For cvtpi2pd the observed behaviour is actually documented, see bug #210264 and vex commit r1961.

I'm not 100% sure valgrind should deviate from the documentation so a clarification from Intel or AMD would be helpful.

Reproducible: Always

Steps to Reproduce:
1. gcc -o cvtpi2ps_test cvtpi2ps_test.c
2. valgrind ./cvtpi2ps_test

Actual Results:  
prints "cvtpi2ps caused a transition to MMX state"

Expected Results:  
prints nothing
Comment 1 Janne Grunau 2015-12-22 17:31:04 UTC
Created attachment 96265 [details]
simplified test case from libav's checkasm
Comment 2 Julian Seward 2016-09-19 21:04:33 UTC
I'm not sure your test program is correct.  The tag word is 16 bits
at byte offsets 8 and 9, but the program tests fenv[9] and [10].

That said .. even after changing the 9 and 10 to 8 and 9, it still
gives different results natively vs on V.  So something's up here.

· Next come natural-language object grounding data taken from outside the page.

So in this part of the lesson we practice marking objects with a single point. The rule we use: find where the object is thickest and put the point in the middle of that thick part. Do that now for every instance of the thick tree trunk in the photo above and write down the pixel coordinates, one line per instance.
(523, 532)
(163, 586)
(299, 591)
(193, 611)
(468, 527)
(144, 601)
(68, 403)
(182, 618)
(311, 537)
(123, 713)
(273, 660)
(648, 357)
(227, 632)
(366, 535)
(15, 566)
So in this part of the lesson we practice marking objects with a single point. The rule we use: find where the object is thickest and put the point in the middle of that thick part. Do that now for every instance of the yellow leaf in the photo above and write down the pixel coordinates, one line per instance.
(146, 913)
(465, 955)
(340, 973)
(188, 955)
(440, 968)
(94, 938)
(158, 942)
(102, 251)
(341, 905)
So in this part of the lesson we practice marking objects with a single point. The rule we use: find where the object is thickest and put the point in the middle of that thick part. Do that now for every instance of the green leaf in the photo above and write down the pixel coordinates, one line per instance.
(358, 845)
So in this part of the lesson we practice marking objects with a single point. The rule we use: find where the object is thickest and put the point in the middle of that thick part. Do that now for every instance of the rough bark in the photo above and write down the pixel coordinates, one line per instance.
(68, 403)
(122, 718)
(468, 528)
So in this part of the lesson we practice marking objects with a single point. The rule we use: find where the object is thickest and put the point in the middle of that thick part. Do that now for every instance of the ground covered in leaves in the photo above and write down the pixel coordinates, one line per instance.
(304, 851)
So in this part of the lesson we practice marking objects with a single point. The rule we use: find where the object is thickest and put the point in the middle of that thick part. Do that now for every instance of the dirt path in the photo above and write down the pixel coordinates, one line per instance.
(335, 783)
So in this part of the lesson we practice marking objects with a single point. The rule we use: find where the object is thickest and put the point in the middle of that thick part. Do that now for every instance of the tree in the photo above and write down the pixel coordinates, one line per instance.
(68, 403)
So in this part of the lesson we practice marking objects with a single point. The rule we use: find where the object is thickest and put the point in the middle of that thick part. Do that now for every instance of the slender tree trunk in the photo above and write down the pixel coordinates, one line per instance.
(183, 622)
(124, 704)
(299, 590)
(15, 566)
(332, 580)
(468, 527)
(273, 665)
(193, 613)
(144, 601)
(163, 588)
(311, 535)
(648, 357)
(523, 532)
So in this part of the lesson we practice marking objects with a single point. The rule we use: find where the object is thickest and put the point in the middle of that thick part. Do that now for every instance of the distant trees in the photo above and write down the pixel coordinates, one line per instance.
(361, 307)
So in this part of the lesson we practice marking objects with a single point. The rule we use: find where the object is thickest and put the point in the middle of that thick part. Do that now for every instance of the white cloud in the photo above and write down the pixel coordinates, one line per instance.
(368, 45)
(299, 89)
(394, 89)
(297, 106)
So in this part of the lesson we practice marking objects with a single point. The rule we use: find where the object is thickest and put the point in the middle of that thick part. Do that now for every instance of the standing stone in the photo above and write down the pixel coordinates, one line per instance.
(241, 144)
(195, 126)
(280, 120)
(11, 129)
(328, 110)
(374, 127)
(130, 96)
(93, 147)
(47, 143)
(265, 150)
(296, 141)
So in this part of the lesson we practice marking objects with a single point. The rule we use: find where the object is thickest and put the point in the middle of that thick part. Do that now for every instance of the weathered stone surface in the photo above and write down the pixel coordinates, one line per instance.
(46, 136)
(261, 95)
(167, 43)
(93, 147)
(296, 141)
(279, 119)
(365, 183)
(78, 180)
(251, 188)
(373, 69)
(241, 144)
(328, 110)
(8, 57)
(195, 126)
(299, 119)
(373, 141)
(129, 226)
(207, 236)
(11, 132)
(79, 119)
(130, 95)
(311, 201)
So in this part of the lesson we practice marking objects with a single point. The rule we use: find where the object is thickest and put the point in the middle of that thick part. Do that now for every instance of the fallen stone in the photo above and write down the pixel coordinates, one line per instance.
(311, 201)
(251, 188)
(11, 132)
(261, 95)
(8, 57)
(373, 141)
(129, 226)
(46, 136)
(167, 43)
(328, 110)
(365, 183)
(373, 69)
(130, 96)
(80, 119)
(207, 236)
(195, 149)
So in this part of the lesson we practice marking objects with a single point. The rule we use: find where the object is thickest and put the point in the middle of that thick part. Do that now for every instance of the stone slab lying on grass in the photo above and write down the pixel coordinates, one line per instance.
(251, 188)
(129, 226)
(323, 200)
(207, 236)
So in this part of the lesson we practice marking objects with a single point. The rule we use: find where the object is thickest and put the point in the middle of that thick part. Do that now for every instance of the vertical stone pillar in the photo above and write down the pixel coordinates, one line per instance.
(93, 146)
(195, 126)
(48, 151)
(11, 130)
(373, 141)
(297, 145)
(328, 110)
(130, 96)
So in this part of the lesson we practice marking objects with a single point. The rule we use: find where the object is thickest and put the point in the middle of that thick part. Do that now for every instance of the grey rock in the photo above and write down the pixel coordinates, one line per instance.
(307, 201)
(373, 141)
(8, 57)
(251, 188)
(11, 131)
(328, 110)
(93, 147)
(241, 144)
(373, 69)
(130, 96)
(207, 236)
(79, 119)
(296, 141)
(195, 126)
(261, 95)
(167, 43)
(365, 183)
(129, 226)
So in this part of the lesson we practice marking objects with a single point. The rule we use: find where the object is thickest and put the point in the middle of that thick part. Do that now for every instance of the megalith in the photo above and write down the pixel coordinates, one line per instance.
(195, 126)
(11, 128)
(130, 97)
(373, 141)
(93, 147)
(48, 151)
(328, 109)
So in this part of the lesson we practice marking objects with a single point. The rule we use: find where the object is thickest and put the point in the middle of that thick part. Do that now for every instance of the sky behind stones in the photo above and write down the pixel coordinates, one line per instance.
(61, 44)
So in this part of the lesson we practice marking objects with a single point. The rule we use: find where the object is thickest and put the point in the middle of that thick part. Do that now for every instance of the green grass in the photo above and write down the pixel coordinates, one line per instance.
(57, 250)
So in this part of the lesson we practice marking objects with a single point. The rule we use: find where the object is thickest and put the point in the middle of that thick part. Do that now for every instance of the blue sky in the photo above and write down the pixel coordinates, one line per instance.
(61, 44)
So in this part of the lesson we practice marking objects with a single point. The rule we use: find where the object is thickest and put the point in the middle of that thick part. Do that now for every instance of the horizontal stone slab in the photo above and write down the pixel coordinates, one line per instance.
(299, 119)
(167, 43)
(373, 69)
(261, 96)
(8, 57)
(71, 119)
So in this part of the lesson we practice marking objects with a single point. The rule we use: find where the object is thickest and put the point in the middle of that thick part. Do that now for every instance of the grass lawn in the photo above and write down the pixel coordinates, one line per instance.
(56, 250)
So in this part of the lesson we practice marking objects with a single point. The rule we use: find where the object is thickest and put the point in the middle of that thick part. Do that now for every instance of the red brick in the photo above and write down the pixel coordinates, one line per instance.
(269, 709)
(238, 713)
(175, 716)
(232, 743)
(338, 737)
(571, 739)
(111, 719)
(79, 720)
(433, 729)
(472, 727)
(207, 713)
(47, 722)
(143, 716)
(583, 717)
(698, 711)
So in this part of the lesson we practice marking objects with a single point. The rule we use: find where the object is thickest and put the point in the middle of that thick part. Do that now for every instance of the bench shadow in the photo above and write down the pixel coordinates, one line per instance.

Is this just a curiosity, or is it causing a problem for you?
Comment 3 Julian Seward 2016-09-19 21:18:54 UTC
If I had to guess, I would say that the Sept 2015 Intel docs are wrong,
and that this instruction (cvtpi2ps) should behave the same way as 
cvtpi2pd does -- that is, a transition to MMX state happens only if 
the source is a MMX, not when it is a memory operand.  Unfortunately
the AMD docs I have don't say anything at all about it.
Comment 4 Janne Grunau 2016-09-30 10:05:49 UTC
(In reply to Julian Seward from comment #2)
> I'm not sure your test program is correct.  The tag word is 16 bits
> at byte offsets 8 and 9, but the program tests fenv[9] and [10].
> 
> That said .. even after changing the 9 and 10 to 8 and 9, it still
> gives different results natively vs on V.  So something's up here.

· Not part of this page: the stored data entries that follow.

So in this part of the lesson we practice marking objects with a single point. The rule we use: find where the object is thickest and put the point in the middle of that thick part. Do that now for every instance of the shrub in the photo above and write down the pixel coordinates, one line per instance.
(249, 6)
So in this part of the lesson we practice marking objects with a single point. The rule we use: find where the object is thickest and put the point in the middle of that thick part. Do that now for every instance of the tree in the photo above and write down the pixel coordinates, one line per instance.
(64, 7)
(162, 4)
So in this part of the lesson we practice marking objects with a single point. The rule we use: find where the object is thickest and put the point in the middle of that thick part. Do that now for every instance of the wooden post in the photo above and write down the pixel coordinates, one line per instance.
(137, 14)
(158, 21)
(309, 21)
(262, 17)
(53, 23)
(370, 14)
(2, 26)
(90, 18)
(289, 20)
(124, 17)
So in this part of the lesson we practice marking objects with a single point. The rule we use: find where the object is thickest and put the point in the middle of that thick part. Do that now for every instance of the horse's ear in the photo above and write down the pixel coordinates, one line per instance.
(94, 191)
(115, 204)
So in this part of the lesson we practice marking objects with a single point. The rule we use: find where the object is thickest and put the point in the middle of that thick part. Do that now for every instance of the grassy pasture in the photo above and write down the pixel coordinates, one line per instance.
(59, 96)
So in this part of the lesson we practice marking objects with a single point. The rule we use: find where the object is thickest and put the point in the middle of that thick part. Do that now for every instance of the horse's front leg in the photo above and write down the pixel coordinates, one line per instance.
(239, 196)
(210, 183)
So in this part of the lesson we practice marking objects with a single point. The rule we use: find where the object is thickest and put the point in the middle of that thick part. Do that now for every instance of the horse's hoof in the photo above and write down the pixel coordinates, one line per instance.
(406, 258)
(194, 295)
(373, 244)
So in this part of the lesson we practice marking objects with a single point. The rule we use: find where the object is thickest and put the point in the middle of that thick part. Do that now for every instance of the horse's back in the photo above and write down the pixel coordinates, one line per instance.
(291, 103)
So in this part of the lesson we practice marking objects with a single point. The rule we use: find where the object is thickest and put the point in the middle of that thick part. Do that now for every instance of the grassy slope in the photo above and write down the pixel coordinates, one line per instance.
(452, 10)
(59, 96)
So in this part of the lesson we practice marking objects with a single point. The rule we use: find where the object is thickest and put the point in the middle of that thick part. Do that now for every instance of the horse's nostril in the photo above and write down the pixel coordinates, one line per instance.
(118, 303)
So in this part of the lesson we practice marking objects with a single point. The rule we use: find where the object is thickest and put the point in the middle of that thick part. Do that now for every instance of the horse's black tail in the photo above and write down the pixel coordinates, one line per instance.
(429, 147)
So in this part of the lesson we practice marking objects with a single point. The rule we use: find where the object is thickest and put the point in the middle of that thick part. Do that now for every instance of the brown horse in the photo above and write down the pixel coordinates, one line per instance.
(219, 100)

Oops, yes, the sample program is wrong but the real check uses the correct offset: https://git.libav.org/?p=libav.git;a=blob;f=tests/checkasm/x86/checkasm.asm;h=55212fc24b3be71f25eb3e9f8066bd2cee1c5eef;hb=HEAD#l227

> Is this just a curiosity, or is it causing a problem for you?

It's more than curiosity. We added tests for handwritten asm in libav (see tests/checkasm/). It also checks if the asm follows calling convention. I.e restores callee saved registers, makes no assumption of the upper half of int arguments on 64-bit targets and checks if the fpu state was restored properly. The latter check failed under valgrind on a function using cvtpi2ps with a memory operand and no other MMX usage.

It only affects a function targeting SSE which will be only used if SSE2 is not available so I added the emms in https://git.libav.org/?p=libav.git;a=commitdiff;h=8563f9887194b07c972c3475d6b51592d77f73f7 .  So it's not really a problem for us although there is still the issue that valgrind's behaviour differs from all CPU I tested.
Comment 5 Julian Seward 2016-10-19 16:01:45 UTC
Fixed as described in comment #3.  Janne, thanks for spotting this.